How can I do this in r dplyr
?
I know I should use mutate_if
and is.numeric()
, but not sure how to put everything together.
df |> mutate_if(<code here>, as.factor)
CodePudding user response:
There may be more elegant solutions, but in base r you could create a logical vector meeting the criteria then apply as.factor
to those:
Data (with 2 numerics and only 1 of them meeting both conditions (col2
)
set.seed(123)
n <- 100
df <- data.frame(col1 = paste0(sample(LETTERS, n, replace = TRUE),
sample(LETTERS, n, replace = TRUE)),
col2 = sample(2005:2008, n, replace = TRUE),
col3 = runif(n))
Code
# logical vector
conv <- sapply(df, function(x) is.numeric(x) && length(unique(x)) < 5)
# Convert to factors
df[conv] <- lapply(df[conv], as.factor)
Test
str(df)
# 'data.frame': 100 obs. of 3 variables:
# $ col1: chr "OO" "SU" "NE" "CH" ...
# $ col2: Factor w/ 4 levels "2005","2006",..: 4 3 1 1 4 4 2 1 4 2 ...

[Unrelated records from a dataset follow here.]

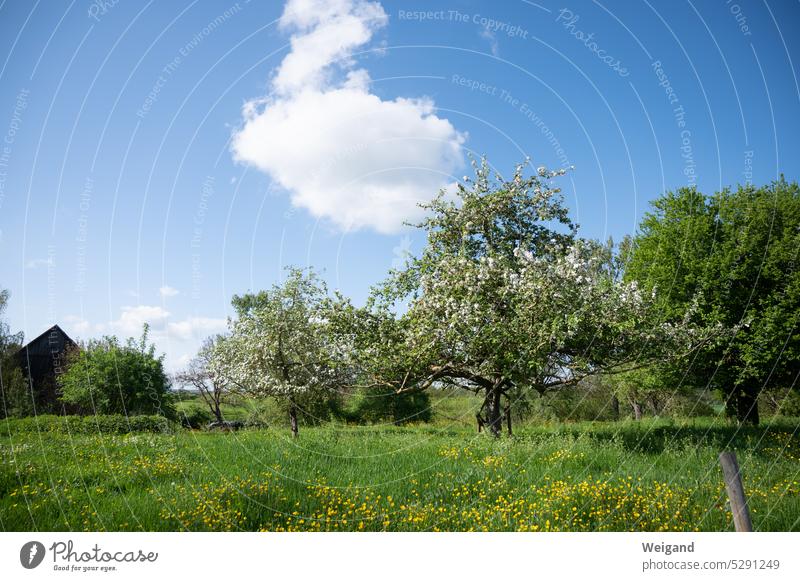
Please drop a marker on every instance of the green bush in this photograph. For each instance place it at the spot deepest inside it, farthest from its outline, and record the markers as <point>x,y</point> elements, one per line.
<point>99,424</point>
<point>195,418</point>
<point>109,377</point>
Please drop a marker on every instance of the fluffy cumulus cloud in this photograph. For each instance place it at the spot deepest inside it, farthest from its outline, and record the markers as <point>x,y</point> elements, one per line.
<point>342,152</point>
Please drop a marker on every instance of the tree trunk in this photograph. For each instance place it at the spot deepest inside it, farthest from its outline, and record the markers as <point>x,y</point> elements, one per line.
<point>493,413</point>
<point>637,410</point>
<point>747,406</point>
<point>218,412</point>
<point>653,401</point>
<point>615,407</point>
<point>293,417</point>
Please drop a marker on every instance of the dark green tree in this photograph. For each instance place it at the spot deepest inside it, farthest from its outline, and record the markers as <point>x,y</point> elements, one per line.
<point>16,400</point>
<point>109,377</point>
<point>730,259</point>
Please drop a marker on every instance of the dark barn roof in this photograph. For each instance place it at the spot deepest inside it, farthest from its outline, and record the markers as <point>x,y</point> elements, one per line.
<point>42,360</point>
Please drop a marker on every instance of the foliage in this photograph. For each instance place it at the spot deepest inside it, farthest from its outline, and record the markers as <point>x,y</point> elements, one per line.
<point>384,404</point>
<point>16,399</point>
<point>729,259</point>
<point>505,297</point>
<point>106,377</point>
<point>86,425</point>
<point>198,376</point>
<point>195,418</point>
<point>281,346</point>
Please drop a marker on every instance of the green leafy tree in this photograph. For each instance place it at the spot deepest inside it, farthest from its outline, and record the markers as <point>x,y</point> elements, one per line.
<point>729,259</point>
<point>281,346</point>
<point>15,392</point>
<point>505,297</point>
<point>198,376</point>
<point>107,377</point>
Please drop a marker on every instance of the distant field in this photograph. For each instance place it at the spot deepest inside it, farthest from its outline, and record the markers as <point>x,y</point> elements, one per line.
<point>650,476</point>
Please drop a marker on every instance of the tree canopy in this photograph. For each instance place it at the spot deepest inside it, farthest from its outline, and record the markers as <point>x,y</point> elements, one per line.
<point>731,259</point>
<point>281,345</point>
<point>505,297</point>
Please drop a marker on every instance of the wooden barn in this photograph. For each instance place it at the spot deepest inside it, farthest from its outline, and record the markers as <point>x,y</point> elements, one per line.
<point>42,360</point>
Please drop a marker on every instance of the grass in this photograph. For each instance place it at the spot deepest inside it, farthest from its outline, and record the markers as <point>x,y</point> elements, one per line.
<point>648,476</point>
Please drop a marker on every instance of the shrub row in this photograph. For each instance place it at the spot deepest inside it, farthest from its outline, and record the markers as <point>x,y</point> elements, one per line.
<point>98,424</point>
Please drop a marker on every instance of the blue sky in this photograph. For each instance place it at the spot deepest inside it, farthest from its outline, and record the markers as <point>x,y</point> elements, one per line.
<point>156,158</point>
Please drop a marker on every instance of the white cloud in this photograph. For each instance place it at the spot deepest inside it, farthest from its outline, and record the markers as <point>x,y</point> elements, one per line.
<point>167,291</point>
<point>342,152</point>
<point>133,319</point>
<point>196,328</point>
<point>487,34</point>
<point>38,262</point>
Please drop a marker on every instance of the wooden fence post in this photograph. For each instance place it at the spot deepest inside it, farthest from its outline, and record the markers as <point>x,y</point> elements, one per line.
<point>733,484</point>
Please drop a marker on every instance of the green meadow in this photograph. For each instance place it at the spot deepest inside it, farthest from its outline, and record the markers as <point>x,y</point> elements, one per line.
<point>651,475</point>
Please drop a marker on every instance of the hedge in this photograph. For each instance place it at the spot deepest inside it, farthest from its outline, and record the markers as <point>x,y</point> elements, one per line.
<point>99,424</point>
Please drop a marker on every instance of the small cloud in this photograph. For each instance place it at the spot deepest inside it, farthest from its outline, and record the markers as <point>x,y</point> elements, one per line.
<point>401,252</point>
<point>196,327</point>
<point>38,263</point>
<point>167,291</point>
<point>487,34</point>
<point>133,319</point>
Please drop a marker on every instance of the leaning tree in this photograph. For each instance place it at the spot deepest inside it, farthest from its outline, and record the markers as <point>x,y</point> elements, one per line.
<point>280,346</point>
<point>505,297</point>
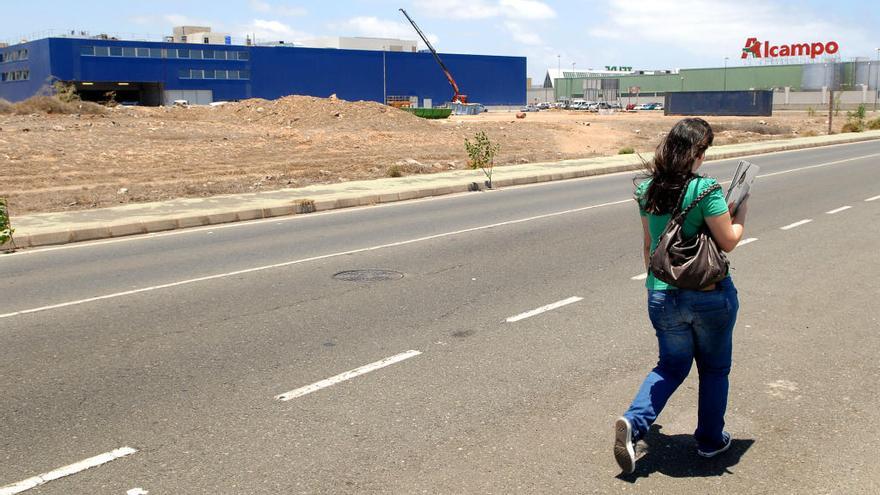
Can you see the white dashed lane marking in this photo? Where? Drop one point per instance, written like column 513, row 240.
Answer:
column 348, row 375
column 44, row 478
column 796, row 224
column 544, row 309
column 838, row 210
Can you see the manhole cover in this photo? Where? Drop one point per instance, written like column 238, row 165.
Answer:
column 368, row 275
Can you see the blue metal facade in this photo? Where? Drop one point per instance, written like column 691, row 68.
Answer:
column 268, row 72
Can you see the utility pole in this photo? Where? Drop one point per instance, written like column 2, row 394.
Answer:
column 877, row 80
column 831, row 96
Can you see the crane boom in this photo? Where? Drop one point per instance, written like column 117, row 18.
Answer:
column 457, row 97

# $ col3: num 0.225 0.486 0.37 0.983 0.388 ...
CodePudding user response:
mutate_if
is now deprecated and across()
is preferred. Using mtcars
as sample data (which starts off all numeric):
mtcars |>
mutate(across(where(\(x) n_distinct(x) < 5 & is.numeric(x)), factor)) |>
## looking at the top of the results:
head() |>
as_tibble()
# # A tibble: 6 × 11
# mpg cyl disp hp drat wt qsec vs am gear carb
# <dbl> <fct> <dbl> <dbl> <dbl> <dbl> <dbl> <fct> <fct> <fct> <dbl>
# 1 21 6 160 110 3.9 2.62 16.5 0 1 4 4
# 2 21 6 160 110 3.9 2.88 17.0 0 1 4 4
# 3 22.8 4 108 93 3.85 2.32 18.6 1 1 4 1
# 4 21.4 6 258 110 3.08 3.22 19.4 1 0 3 1
# 5 18.7 8 360 175 3.15 3.44 17.0 0 0 3 2
# 6 18.1 6 225 105 2.76 3.46 20.2 1 0 3 1
We can see that a few columns have been converted to factor.